I’m typically an early riser, but this is ridiculous. 2:43am and I’m awake. I’ll pay for this later. Hailey work up at about 1:20am, and I went in to see if I could help. The downside of that is, once I am up, I’m can’t get back to sleep very easily. Also, my intense guilt won’t let me go back to sleep when I know my wife is up with the baby. So, I’m hosed. The cat keeps wanting attention, and she is about to get launched. I’m usually a very caring and compassionate person, but not at the moment. Being nurturing without sleep is not one of my strong points.

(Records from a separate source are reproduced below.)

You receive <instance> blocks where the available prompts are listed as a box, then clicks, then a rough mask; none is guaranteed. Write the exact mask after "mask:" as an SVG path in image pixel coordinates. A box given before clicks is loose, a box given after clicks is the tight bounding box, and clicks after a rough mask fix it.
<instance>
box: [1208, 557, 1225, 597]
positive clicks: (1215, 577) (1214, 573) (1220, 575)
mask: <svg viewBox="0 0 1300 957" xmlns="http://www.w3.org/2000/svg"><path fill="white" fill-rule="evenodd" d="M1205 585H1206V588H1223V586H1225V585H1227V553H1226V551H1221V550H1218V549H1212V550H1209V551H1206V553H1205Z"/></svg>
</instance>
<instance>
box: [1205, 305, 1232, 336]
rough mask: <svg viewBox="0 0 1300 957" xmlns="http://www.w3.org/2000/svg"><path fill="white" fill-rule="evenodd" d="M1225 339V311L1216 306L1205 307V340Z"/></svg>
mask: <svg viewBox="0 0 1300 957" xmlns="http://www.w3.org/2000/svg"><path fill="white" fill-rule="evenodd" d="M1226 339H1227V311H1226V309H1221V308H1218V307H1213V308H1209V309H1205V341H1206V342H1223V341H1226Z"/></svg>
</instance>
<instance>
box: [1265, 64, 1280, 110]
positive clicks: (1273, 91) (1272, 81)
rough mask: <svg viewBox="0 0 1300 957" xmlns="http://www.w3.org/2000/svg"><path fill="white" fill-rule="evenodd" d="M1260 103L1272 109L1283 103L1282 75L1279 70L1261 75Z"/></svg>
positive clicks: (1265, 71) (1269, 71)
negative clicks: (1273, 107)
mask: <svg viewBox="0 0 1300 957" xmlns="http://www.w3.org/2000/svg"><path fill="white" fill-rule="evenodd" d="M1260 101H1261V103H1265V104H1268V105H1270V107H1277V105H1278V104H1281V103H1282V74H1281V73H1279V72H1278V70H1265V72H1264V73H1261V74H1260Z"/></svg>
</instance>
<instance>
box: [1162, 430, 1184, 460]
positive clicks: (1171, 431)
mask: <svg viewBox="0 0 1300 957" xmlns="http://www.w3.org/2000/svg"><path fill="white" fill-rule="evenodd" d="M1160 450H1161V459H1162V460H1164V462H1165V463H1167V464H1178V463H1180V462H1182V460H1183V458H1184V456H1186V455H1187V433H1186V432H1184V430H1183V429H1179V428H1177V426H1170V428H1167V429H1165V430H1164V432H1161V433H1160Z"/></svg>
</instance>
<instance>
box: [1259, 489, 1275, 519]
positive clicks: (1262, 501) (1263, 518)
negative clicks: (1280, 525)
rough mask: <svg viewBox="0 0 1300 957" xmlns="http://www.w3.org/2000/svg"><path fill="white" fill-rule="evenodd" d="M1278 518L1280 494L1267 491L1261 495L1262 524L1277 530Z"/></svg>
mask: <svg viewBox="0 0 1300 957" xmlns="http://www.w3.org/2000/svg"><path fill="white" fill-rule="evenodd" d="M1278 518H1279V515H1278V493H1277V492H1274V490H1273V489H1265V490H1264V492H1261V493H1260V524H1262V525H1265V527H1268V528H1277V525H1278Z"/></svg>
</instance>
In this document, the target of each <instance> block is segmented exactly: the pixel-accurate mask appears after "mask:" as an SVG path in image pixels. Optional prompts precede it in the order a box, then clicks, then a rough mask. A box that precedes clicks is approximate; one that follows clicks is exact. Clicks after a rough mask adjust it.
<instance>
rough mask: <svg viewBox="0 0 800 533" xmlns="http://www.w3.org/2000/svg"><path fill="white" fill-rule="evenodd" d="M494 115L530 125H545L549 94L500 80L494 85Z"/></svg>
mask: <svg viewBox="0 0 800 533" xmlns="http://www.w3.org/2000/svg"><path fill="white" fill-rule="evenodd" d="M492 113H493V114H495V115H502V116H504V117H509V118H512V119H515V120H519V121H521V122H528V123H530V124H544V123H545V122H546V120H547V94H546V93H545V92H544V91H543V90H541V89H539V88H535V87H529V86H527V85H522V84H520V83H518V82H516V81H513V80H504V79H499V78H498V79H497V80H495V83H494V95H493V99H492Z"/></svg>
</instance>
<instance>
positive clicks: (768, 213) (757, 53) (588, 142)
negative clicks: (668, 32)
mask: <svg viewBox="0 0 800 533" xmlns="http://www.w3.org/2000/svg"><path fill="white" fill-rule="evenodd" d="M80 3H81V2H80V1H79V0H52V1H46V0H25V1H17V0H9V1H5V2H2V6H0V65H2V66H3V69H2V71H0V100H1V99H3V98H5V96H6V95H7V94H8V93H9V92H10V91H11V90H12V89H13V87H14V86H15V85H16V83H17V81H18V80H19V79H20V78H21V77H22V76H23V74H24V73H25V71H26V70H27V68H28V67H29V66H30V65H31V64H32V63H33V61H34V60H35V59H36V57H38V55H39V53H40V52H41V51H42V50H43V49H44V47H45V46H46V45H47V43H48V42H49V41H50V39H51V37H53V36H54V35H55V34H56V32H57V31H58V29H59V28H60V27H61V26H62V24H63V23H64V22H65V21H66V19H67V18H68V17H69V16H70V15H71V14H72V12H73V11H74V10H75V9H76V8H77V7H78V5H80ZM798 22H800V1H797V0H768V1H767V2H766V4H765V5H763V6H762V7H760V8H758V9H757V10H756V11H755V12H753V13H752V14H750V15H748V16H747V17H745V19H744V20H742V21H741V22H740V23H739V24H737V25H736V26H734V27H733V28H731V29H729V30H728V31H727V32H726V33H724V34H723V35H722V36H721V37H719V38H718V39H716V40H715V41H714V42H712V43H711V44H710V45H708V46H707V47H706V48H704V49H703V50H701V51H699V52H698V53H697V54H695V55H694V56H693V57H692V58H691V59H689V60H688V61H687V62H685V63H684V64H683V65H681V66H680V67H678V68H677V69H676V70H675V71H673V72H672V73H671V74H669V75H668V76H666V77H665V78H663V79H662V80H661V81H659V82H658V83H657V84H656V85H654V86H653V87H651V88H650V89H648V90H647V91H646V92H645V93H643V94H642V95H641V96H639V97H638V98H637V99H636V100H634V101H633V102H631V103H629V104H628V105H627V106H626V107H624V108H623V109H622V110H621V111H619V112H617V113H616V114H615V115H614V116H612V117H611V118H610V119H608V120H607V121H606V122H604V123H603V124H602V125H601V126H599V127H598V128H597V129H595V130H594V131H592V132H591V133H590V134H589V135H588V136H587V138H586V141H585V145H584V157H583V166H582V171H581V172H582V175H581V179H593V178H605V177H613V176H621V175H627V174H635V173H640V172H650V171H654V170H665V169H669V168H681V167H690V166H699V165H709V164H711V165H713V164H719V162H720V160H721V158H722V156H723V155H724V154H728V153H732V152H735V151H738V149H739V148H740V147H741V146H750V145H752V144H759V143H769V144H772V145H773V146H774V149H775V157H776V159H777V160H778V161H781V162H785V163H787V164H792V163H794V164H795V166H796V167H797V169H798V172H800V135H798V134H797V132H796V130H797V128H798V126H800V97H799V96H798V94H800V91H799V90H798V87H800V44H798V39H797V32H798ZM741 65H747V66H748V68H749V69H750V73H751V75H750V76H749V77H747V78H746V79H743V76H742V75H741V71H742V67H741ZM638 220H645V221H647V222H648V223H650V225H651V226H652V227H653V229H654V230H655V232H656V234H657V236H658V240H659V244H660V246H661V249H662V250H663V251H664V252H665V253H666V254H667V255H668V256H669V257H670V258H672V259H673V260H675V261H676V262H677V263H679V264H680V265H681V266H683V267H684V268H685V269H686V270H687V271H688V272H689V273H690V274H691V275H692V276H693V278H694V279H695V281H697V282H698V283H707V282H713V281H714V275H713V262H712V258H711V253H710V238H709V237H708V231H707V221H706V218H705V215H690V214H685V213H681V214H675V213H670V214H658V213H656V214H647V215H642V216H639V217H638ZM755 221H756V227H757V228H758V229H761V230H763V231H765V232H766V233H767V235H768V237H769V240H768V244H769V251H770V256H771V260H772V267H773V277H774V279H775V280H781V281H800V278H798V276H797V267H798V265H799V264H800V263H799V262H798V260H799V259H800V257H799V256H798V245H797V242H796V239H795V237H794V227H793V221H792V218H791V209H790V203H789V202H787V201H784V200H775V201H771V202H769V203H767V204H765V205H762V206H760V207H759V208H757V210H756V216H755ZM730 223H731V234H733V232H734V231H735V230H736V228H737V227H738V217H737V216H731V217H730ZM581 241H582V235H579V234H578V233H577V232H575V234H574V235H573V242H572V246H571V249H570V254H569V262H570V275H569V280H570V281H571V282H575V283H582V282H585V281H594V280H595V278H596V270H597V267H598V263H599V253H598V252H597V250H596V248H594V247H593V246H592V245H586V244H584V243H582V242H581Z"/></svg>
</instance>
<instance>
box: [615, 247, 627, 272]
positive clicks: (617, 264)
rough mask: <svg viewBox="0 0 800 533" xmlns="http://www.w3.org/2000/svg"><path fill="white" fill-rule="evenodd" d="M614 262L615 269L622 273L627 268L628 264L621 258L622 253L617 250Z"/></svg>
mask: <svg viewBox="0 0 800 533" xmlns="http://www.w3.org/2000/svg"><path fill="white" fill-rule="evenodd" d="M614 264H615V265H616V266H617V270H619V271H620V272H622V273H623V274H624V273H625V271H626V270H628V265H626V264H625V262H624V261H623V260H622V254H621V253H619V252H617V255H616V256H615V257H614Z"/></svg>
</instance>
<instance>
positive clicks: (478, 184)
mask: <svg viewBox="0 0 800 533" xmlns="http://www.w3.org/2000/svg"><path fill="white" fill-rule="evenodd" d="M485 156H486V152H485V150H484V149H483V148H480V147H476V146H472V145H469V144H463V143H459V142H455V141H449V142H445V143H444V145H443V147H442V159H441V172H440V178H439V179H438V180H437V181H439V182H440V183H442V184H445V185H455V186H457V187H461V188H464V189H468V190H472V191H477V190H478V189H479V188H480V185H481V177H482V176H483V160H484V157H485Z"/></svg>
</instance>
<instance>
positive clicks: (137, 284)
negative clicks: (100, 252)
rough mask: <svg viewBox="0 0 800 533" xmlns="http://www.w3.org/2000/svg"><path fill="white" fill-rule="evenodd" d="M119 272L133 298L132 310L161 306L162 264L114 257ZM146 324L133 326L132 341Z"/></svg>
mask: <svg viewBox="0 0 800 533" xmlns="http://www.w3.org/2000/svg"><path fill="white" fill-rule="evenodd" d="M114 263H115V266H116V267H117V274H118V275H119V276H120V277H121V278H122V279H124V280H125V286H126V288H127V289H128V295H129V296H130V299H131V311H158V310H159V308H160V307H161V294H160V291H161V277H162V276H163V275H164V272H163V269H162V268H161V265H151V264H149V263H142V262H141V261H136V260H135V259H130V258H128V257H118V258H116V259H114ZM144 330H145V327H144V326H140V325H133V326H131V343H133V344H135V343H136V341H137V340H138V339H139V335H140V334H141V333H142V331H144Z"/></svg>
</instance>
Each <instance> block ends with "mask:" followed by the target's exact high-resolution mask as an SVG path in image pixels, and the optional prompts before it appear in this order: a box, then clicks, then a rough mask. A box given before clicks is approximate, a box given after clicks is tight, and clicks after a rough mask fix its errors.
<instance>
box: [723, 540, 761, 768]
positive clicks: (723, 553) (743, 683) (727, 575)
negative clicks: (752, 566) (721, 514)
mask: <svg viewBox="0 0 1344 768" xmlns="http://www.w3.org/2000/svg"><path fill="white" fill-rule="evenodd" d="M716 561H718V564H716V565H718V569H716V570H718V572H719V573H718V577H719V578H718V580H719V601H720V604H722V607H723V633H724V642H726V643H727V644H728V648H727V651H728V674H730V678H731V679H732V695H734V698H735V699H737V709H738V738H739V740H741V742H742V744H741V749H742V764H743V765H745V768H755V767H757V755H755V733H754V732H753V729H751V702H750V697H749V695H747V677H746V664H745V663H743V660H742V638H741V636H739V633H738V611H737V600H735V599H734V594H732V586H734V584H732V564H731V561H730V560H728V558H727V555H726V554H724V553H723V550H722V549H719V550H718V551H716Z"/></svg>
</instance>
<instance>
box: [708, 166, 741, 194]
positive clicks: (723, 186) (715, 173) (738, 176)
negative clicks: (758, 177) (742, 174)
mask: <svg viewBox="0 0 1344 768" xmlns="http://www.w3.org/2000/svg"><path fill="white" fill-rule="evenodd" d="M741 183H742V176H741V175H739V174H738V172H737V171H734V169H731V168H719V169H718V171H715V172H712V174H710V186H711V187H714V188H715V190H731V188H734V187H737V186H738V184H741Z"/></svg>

No need for more Gloucester race reports. Short story for Sunday, I finished 4th. It is amazing the difference between third and fourth. While the other guys were on the podium, I was washing my bike. I could hear the call-ups to the podium as I’m trying to clean crud from my dérailleur pulleys. Nice. At least I got to see the crash in the Men’s 3/4 race at the start. Nothing like scrapping metal to get your attention.

I was battling with another guy for third the last few laps, struggling to get his wheel, getting it, passing him, trying to drop him, trying to let him lead me out in the wind, then face-planting in the sand pit. Gotta watch those high-speed dismounts. I guess if you’re not crashing, you’re not trying. The other side of that is if you are crashing, you need better skills. I still keep running the last lap through my head. Gotta learn to let things go a little more.

The upside was everyone from the team hanging out and doing well, telling stories from their races. This is the great side of cross: the social and community nature. It has a different vibe from other types of activities. That’s why you see such a strong on-line presence as well. Adam Meyerson had an interesting interview once about the virtual and co-located cross community. There is a lot to be said for it, and something people should experience more.

I was able to open the training back up after taking Monday off. Track work on Tuesday, with 1 mile and then 4 x 800. I dropped the last scheduled 1 mile. I figured 3 miles of speed work two days after Gloucester was good enough. Plus, cross practice tonight. I don’t know what kind of shape I’ll be in after 4 1/2 hours sleep, but what the hell. It’s cross season.